Zガベージ・コレクタ(ZGC)はスケーラブルな低レイテンシのガベージ・コレクタです。ZGCは、アプリケーション・スレッドの実行の停止時間を10ミリ秒以下に抑えながら、負荷が高いすべての作業を同時に実行するため、低レイテンシが要求される、または非常に大きいヒープ(数テラバイト)を使用するアプリケーションに適しています。

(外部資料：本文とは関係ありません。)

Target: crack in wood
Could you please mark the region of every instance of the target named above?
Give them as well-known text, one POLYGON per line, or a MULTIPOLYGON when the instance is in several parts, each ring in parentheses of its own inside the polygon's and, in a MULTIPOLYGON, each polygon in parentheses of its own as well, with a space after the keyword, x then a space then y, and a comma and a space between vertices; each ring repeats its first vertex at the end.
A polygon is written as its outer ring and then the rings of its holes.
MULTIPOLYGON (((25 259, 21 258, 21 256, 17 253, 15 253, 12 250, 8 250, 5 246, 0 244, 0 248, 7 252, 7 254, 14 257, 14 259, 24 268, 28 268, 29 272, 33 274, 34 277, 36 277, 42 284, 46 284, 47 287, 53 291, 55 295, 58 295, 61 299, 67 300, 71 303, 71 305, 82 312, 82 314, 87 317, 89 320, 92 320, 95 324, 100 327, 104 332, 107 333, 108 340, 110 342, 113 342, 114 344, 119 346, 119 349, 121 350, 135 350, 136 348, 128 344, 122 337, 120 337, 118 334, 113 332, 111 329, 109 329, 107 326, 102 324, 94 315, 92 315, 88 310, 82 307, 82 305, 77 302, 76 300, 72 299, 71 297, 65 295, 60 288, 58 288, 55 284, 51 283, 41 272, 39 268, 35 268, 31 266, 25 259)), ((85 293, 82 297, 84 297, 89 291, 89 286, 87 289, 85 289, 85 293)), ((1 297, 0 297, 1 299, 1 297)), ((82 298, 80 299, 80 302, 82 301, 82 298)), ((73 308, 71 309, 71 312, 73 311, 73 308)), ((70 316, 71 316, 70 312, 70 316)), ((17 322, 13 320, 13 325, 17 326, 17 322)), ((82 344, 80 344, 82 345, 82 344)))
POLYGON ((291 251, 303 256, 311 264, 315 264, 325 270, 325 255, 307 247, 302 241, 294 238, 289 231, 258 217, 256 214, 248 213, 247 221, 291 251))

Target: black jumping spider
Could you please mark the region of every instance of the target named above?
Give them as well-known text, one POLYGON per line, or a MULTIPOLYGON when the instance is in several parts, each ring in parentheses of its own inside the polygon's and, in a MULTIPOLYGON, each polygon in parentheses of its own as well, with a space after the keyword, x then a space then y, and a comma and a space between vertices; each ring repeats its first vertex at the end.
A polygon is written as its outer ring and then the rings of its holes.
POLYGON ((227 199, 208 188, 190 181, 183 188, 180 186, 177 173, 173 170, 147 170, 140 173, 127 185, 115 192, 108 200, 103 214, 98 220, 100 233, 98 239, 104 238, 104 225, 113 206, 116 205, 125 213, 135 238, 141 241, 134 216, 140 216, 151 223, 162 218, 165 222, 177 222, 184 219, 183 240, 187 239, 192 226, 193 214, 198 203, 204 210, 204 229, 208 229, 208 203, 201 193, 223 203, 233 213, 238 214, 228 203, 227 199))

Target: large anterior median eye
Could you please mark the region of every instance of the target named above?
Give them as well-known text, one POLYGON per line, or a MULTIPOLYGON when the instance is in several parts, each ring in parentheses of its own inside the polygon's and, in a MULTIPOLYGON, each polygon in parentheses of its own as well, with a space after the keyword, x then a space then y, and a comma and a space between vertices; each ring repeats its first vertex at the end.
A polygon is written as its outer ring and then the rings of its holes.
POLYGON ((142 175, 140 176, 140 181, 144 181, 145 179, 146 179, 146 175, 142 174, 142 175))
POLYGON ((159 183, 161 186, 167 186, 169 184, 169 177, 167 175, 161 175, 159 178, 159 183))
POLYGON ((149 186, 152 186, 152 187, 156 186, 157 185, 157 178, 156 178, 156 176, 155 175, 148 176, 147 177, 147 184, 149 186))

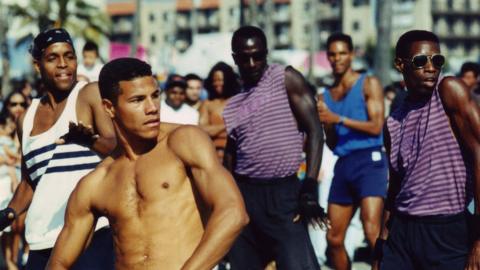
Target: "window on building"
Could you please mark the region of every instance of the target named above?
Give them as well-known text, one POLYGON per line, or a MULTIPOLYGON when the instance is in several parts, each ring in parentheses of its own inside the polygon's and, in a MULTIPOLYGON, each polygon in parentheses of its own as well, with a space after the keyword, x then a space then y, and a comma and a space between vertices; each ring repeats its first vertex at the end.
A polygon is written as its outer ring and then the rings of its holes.
POLYGON ((353 29, 354 31, 359 31, 359 30, 360 30, 360 22, 354 21, 354 22, 353 22, 353 25, 352 25, 352 29, 353 29))
POLYGON ((150 13, 149 19, 151 22, 155 21, 155 14, 150 13))
POLYGON ((163 21, 168 22, 168 12, 163 13, 163 21))
POLYGON ((157 36, 151 35, 150 36, 150 43, 155 44, 157 42, 157 36))
POLYGON ((358 7, 358 6, 364 6, 369 4, 369 0, 353 0, 353 6, 358 7))

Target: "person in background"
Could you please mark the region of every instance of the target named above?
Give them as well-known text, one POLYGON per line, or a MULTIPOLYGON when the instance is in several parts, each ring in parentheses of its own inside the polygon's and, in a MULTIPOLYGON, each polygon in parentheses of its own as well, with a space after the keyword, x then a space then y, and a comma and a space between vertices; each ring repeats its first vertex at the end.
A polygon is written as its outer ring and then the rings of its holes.
POLYGON ((103 67, 98 53, 98 46, 93 41, 87 41, 82 50, 83 61, 78 65, 79 81, 96 82, 103 67))
POLYGON ((459 77, 467 85, 477 105, 480 106, 480 65, 473 62, 463 63, 459 77))
POLYGON ((217 156, 223 160, 227 131, 223 122, 223 110, 230 97, 240 90, 238 78, 232 67, 224 62, 215 64, 205 80, 208 100, 200 107, 200 126, 210 135, 217 149, 217 156))
POLYGON ((351 269, 345 235, 357 207, 365 238, 373 250, 388 182, 382 150, 383 89, 376 77, 352 69, 353 57, 350 36, 335 33, 328 37, 327 58, 335 82, 317 103, 327 145, 339 157, 328 197, 331 229, 327 232, 332 263, 337 270, 351 269))
POLYGON ((202 94, 203 80, 197 74, 190 73, 185 75, 185 82, 187 83, 185 103, 198 111, 202 105, 200 95, 202 94))
POLYGON ((165 123, 198 125, 200 114, 185 103, 187 84, 182 79, 171 79, 165 85, 166 97, 160 102, 160 119, 165 123))

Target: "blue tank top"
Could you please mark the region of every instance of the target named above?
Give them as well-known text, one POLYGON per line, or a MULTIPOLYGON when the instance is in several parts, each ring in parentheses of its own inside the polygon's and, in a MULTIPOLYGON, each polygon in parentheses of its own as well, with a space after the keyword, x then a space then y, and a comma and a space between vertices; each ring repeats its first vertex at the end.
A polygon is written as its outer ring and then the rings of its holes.
MULTIPOLYGON (((367 121, 367 106, 363 95, 363 84, 366 77, 367 74, 361 74, 352 86, 352 89, 339 101, 332 99, 329 89, 325 91, 323 99, 330 111, 349 119, 367 121)), ((335 125, 335 133, 337 134, 338 140, 333 152, 340 157, 346 156, 356 150, 383 145, 382 133, 378 136, 372 136, 347 128, 341 124, 335 125)))

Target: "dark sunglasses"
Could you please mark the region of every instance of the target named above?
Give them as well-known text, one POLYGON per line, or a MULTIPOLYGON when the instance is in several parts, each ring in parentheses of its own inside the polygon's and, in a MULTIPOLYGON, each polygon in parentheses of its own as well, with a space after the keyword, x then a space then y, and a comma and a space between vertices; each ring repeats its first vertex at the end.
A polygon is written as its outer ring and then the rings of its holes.
POLYGON ((434 55, 419 54, 419 55, 415 55, 414 57, 412 57, 410 62, 412 63, 414 68, 424 68, 428 63, 428 60, 430 60, 432 65, 435 68, 438 68, 438 69, 442 68, 443 65, 445 64, 445 56, 443 56, 441 54, 434 54, 434 55))
POLYGON ((9 102, 8 106, 10 107, 22 106, 25 108, 27 107, 27 103, 26 102, 9 102))
POLYGON ((267 56, 267 53, 268 51, 259 51, 254 53, 232 53, 232 54, 237 60, 241 62, 248 62, 250 58, 252 58, 253 61, 262 61, 267 56))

Zガベージ・コレクタは実験的な機能として提供されており、有効化するにはコマンドライン・オプションの -XX:+UnlockExperimentalVMOptions -XX:+UseZGCを使用します。

ヒープ・サイズの設定

ZGCの最も重要なチューニング・オプションは最大ヒープ・サイズ(-Xmx)を設定することです。ZGCはコンカレント・コレクタであるため、最大ヒープ・サイズを選択するには、1) ヒープにアプリケーションのライブセットを格納できること、2) GCの実行中に割当てを提供できる十分なヘッドルームがヒープ内にあることを確認する必要があります。必要なヘッドルームの容量は、割当て率とアプリケーションのライブセットのサイズによって大きく異なります。通常、ZGCに割り当てるメモリーが多いほどよいとされています。ただし、その一方でメモリーの浪費は望ましくないため、メモリー使用量と必要なGCの実行頻度との間でバランスが取ることが重要です。

並行GCスレッド数の設定

2番目に重要なチューニング・オプションは、並行GCスレッド数(-XX:ConcGCThreads)を設定することです。ZGCには、この数を自動的に選択するためのヒューリスティックがあります。通常、このヒューリスティックは正常に機能しますが、アプリケーションの特性によっては調整が必要な場合があります。基本的に、このオプションではGCに割り当てるCPU時間を指定します。割り当てすぎると、GCによってアプリケーションのCPU時間が過度に奪われることになります。割当てが少なすぎると、GCの収集能力を上回る速度でアプリケーションがガベージを生成する可能性があります。